Generation of test analogies from training analogies (region marked in blue) by: a) translating both dimension values of *A, B, C, D* by the same amount; and b) scaling both dimension values of *A, B, C, D* by the same amount. Since both dimension values are transformed by the same amount, each input gets transformed along the diagonal.

2 Approach

Figure 1 illustrates the general framework. Task inputs, corresponding to points in a metric space, are represented as a set of grid code embeddings x_t=1..T, that are then passed to a inference module R. The embedding of each input is represented by the pattern of activity of grid cells that respond selectively to different combinations of phases and frequencies. Attention over these is a learned weighting w of the grid cells, the weighted activations of which (x⊙w) are passed to the inference module (R). The parameterization of w and R are determined by backpropagation of the error signal obtained by two loss functions over the training set. The first, L_DPP favors attentional weightings over the grid cells that maximize the DPP-A objective; that is, the “volume” of the representational space (grid code) covered by the attended grid cells. The second, L_task is a standard task error term (e.g., the cross entropy of targets y and task outputs ŷ over the training set). We describe each of these components in the following sections.

2.1 Task setup

2.1.1 Analogy task

We constructed proportional analogy problems with four terms, of the form A : B :: C : D, where the relation between A and B was the same as between C and D. Each of A, B , C, D was a point in the integer space ℤ², with each dimension sampled from the range [0, M - 1], where M denotes the size of the training region. To form an analogy, two pairs of points (A, B) and (C, D) were chosen such that the vectors AB and CD were equal.
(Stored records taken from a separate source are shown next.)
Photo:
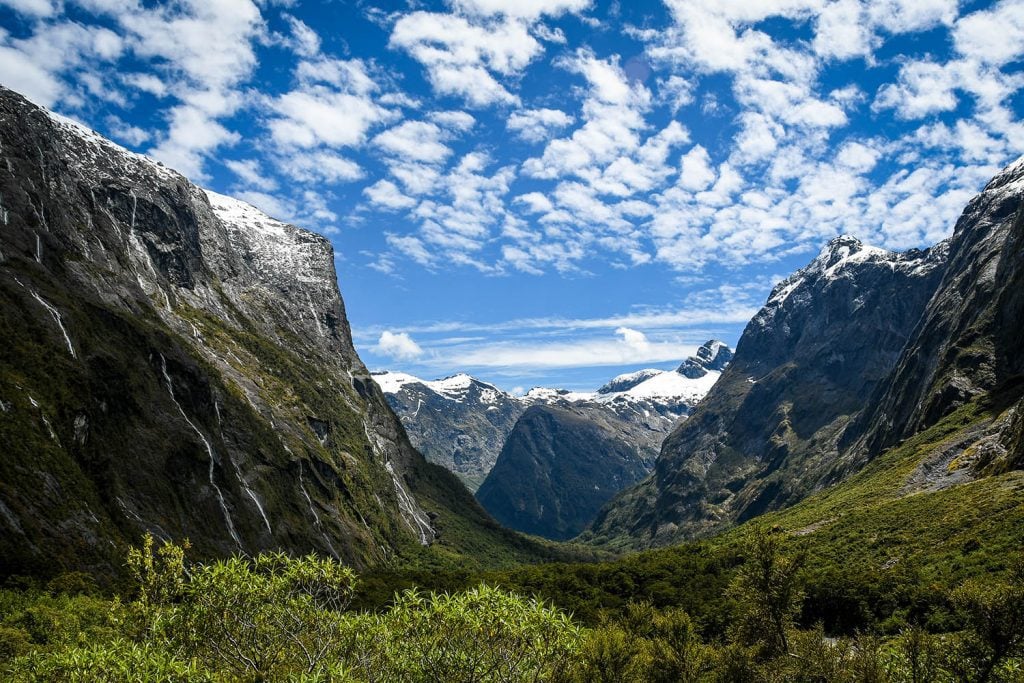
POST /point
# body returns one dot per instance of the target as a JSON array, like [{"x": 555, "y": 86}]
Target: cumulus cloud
[
  {"x": 397, "y": 345},
  {"x": 538, "y": 125},
  {"x": 465, "y": 58}
]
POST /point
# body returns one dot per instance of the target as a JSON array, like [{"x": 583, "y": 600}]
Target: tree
[
  {"x": 993, "y": 613},
  {"x": 767, "y": 593},
  {"x": 483, "y": 635}
]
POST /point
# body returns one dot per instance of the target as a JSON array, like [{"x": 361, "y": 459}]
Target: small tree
[
  {"x": 481, "y": 636},
  {"x": 261, "y": 616},
  {"x": 993, "y": 613},
  {"x": 767, "y": 593}
]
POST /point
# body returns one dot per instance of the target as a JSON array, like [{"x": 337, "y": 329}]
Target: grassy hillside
[{"x": 882, "y": 552}]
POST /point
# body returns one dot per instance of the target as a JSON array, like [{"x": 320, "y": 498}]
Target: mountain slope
[
  {"x": 569, "y": 454},
  {"x": 767, "y": 433},
  {"x": 559, "y": 466},
  {"x": 462, "y": 423},
  {"x": 971, "y": 338},
  {"x": 459, "y": 422},
  {"x": 175, "y": 361}
]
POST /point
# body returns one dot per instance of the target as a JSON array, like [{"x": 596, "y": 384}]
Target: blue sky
[{"x": 551, "y": 191}]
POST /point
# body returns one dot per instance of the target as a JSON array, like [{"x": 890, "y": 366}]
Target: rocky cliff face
[
  {"x": 175, "y": 361},
  {"x": 459, "y": 422},
  {"x": 971, "y": 338},
  {"x": 560, "y": 464},
  {"x": 768, "y": 432}
]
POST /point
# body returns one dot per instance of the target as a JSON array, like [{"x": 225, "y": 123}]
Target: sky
[{"x": 551, "y": 191}]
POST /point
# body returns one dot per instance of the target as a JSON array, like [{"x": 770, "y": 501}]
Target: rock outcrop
[
  {"x": 175, "y": 361},
  {"x": 768, "y": 432}
]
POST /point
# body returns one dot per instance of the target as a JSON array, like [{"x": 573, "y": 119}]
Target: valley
[{"x": 406, "y": 375}]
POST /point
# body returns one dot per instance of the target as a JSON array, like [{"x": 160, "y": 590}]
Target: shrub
[{"x": 482, "y": 635}]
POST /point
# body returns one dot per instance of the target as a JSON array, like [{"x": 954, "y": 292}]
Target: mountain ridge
[
  {"x": 834, "y": 330},
  {"x": 462, "y": 422},
  {"x": 180, "y": 364}
]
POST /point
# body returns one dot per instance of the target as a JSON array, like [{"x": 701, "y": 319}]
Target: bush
[
  {"x": 484, "y": 635},
  {"x": 118, "y": 662},
  {"x": 645, "y": 644}
]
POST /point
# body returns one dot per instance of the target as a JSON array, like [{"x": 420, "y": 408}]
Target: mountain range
[
  {"x": 852, "y": 355},
  {"x": 177, "y": 363},
  {"x": 546, "y": 462}
]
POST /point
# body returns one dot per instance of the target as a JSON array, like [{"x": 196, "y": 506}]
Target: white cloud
[
  {"x": 397, "y": 345},
  {"x": 303, "y": 40},
  {"x": 460, "y": 121},
  {"x": 538, "y": 125},
  {"x": 386, "y": 195},
  {"x": 923, "y": 88},
  {"x": 994, "y": 36},
  {"x": 32, "y": 7},
  {"x": 462, "y": 58},
  {"x": 320, "y": 166},
  {"x": 525, "y": 9},
  {"x": 695, "y": 173},
  {"x": 317, "y": 115},
  {"x": 249, "y": 171},
  {"x": 132, "y": 135},
  {"x": 416, "y": 140}
]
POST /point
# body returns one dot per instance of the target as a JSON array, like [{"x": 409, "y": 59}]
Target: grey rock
[{"x": 767, "y": 433}]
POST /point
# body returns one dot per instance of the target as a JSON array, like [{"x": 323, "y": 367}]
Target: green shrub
[
  {"x": 482, "y": 635},
  {"x": 118, "y": 662}
]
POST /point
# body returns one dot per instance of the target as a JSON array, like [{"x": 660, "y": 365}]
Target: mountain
[
  {"x": 768, "y": 433},
  {"x": 561, "y": 463},
  {"x": 462, "y": 423},
  {"x": 570, "y": 453},
  {"x": 175, "y": 361},
  {"x": 458, "y": 422},
  {"x": 970, "y": 341}
]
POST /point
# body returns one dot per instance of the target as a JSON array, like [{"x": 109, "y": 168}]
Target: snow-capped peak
[
  {"x": 454, "y": 387},
  {"x": 628, "y": 381}
]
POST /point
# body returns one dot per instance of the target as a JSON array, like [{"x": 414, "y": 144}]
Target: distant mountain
[
  {"x": 461, "y": 422},
  {"x": 561, "y": 463},
  {"x": 768, "y": 432},
  {"x": 458, "y": 422},
  {"x": 905, "y": 368},
  {"x": 178, "y": 363}
]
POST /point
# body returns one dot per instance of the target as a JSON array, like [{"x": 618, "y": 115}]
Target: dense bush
[{"x": 273, "y": 617}]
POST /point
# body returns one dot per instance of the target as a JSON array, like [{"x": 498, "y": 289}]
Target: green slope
[{"x": 880, "y": 554}]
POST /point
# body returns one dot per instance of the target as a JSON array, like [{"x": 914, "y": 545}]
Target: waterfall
[
  {"x": 209, "y": 452},
  {"x": 316, "y": 523},
  {"x": 56, "y": 316}
]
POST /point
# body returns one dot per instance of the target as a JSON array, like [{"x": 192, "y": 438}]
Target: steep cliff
[
  {"x": 767, "y": 434},
  {"x": 970, "y": 341},
  {"x": 559, "y": 466},
  {"x": 175, "y": 361}
]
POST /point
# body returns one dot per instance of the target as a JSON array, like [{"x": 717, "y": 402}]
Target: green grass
[{"x": 879, "y": 558}]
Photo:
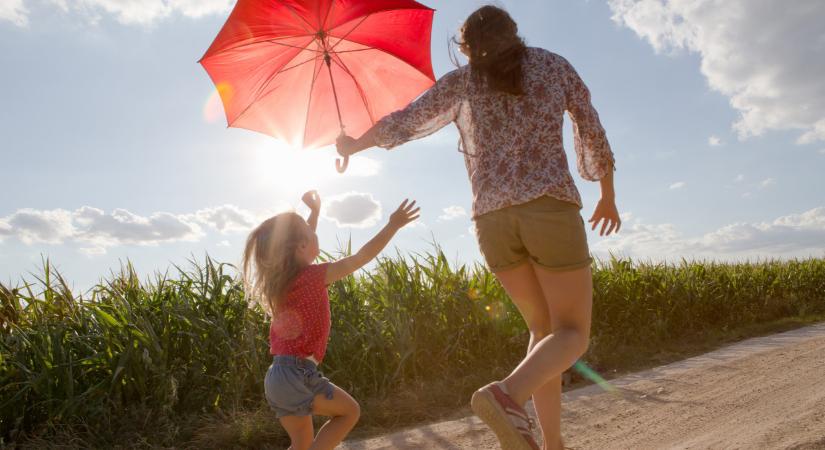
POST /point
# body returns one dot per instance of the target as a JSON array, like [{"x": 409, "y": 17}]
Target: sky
[{"x": 113, "y": 146}]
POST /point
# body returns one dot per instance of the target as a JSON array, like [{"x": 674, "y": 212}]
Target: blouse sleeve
[
  {"x": 593, "y": 154},
  {"x": 429, "y": 113},
  {"x": 316, "y": 275}
]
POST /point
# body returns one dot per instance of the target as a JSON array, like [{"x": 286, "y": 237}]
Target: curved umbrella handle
[{"x": 341, "y": 168}]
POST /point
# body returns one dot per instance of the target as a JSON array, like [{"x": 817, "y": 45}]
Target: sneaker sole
[{"x": 488, "y": 410}]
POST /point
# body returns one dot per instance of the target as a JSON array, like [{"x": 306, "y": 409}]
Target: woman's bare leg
[
  {"x": 569, "y": 297},
  {"x": 300, "y": 431},
  {"x": 343, "y": 412},
  {"x": 525, "y": 291}
]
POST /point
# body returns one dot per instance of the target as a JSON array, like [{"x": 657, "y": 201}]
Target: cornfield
[{"x": 158, "y": 352}]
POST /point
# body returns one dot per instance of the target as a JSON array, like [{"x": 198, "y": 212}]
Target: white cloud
[
  {"x": 127, "y": 12},
  {"x": 92, "y": 251},
  {"x": 35, "y": 226},
  {"x": 97, "y": 230},
  {"x": 794, "y": 235},
  {"x": 353, "y": 209},
  {"x": 453, "y": 212},
  {"x": 123, "y": 227},
  {"x": 766, "y": 56},
  {"x": 14, "y": 11},
  {"x": 226, "y": 218}
]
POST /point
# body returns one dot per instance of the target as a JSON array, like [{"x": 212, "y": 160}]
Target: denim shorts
[
  {"x": 291, "y": 385},
  {"x": 547, "y": 231}
]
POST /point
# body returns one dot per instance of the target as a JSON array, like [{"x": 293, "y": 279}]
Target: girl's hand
[
  {"x": 405, "y": 214},
  {"x": 345, "y": 145},
  {"x": 313, "y": 200},
  {"x": 608, "y": 215}
]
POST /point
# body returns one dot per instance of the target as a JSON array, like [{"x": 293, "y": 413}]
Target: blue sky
[{"x": 112, "y": 150}]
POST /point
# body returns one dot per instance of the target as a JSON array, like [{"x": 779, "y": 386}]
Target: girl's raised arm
[{"x": 405, "y": 214}]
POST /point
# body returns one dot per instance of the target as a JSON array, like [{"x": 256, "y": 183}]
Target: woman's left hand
[
  {"x": 312, "y": 200},
  {"x": 608, "y": 215}
]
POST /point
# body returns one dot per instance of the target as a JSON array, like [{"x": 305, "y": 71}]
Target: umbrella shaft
[{"x": 328, "y": 61}]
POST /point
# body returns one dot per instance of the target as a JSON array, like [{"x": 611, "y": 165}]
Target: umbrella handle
[{"x": 341, "y": 168}]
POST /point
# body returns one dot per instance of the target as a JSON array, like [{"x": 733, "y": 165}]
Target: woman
[{"x": 508, "y": 105}]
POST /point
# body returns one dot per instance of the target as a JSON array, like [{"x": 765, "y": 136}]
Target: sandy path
[{"x": 761, "y": 393}]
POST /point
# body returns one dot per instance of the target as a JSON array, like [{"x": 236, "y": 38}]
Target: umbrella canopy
[{"x": 301, "y": 70}]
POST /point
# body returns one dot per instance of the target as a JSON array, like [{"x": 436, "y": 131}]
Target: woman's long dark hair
[{"x": 490, "y": 39}]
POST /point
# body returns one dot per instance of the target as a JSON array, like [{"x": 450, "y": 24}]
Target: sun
[{"x": 292, "y": 171}]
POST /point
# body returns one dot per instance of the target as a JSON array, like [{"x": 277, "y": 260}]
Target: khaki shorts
[{"x": 547, "y": 231}]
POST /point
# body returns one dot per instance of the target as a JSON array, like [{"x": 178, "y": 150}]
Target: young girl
[{"x": 279, "y": 272}]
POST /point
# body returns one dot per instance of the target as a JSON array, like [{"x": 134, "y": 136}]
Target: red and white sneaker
[{"x": 508, "y": 420}]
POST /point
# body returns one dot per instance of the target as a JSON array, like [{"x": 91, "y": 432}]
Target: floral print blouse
[{"x": 512, "y": 145}]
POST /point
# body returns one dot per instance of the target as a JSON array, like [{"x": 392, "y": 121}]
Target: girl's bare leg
[
  {"x": 343, "y": 412},
  {"x": 524, "y": 289},
  {"x": 569, "y": 297},
  {"x": 300, "y": 431}
]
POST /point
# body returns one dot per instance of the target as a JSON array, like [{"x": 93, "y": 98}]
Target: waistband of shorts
[{"x": 291, "y": 360}]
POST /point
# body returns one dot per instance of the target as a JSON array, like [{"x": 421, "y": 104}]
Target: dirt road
[{"x": 763, "y": 393}]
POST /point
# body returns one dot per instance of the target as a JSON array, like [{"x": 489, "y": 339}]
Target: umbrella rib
[
  {"x": 326, "y": 18},
  {"x": 355, "y": 50},
  {"x": 259, "y": 94},
  {"x": 293, "y": 46},
  {"x": 314, "y": 58},
  {"x": 308, "y": 30},
  {"x": 272, "y": 40},
  {"x": 341, "y": 63},
  {"x": 350, "y": 31}
]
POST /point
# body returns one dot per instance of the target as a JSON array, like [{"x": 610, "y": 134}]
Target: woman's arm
[
  {"x": 405, "y": 214},
  {"x": 429, "y": 113},
  {"x": 606, "y": 212},
  {"x": 313, "y": 201}
]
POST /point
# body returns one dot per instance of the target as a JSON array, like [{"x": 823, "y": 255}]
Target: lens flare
[
  {"x": 213, "y": 108},
  {"x": 593, "y": 376}
]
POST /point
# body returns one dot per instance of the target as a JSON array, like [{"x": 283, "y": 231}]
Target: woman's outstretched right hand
[{"x": 406, "y": 213}]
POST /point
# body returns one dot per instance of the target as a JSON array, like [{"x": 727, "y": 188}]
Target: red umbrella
[{"x": 303, "y": 70}]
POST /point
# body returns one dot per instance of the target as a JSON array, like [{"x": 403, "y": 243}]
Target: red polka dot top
[{"x": 301, "y": 326}]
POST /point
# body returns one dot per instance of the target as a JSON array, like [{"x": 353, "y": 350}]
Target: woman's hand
[
  {"x": 405, "y": 214},
  {"x": 312, "y": 200},
  {"x": 608, "y": 215},
  {"x": 345, "y": 145}
]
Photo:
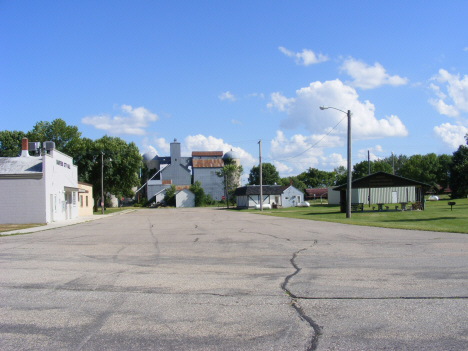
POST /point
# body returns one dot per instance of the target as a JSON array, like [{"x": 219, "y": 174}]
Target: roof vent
[{"x": 48, "y": 145}]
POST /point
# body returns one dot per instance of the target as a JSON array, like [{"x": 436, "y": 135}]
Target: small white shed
[
  {"x": 291, "y": 196},
  {"x": 185, "y": 198}
]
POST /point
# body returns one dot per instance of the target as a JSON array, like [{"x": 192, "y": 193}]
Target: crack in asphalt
[
  {"x": 270, "y": 235},
  {"x": 317, "y": 329}
]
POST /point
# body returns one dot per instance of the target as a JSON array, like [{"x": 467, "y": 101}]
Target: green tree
[
  {"x": 231, "y": 174},
  {"x": 121, "y": 165},
  {"x": 169, "y": 196},
  {"x": 314, "y": 178},
  {"x": 270, "y": 175},
  {"x": 10, "y": 143},
  {"x": 421, "y": 168},
  {"x": 57, "y": 131},
  {"x": 200, "y": 197},
  {"x": 297, "y": 183},
  {"x": 459, "y": 172}
]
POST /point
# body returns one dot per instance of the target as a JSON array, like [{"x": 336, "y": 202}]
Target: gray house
[
  {"x": 205, "y": 164},
  {"x": 248, "y": 196},
  {"x": 291, "y": 196}
]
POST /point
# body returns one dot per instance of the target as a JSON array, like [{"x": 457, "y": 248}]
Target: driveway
[{"x": 208, "y": 279}]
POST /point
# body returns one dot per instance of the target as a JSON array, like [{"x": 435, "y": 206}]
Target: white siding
[
  {"x": 57, "y": 177},
  {"x": 185, "y": 198},
  {"x": 22, "y": 201}
]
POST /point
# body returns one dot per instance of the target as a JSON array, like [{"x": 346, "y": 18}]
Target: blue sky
[{"x": 221, "y": 75}]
Each analogy problem also contained a set of 6 foil items sampled in the range [0, M - 1]² excluding D, such that they didn’t form an analogy with A, B, C. The task was, given A, B and C, to select D from a set of multiple choices consisting of D and the 6 foil items. During training, the networks were exposed to sets of points sampled uniformly over locations in the training range, and with pairs of points forming vectors of varying length. The network was trained on 80% of all such sets of points in the training range, with 20% held out as the validation set.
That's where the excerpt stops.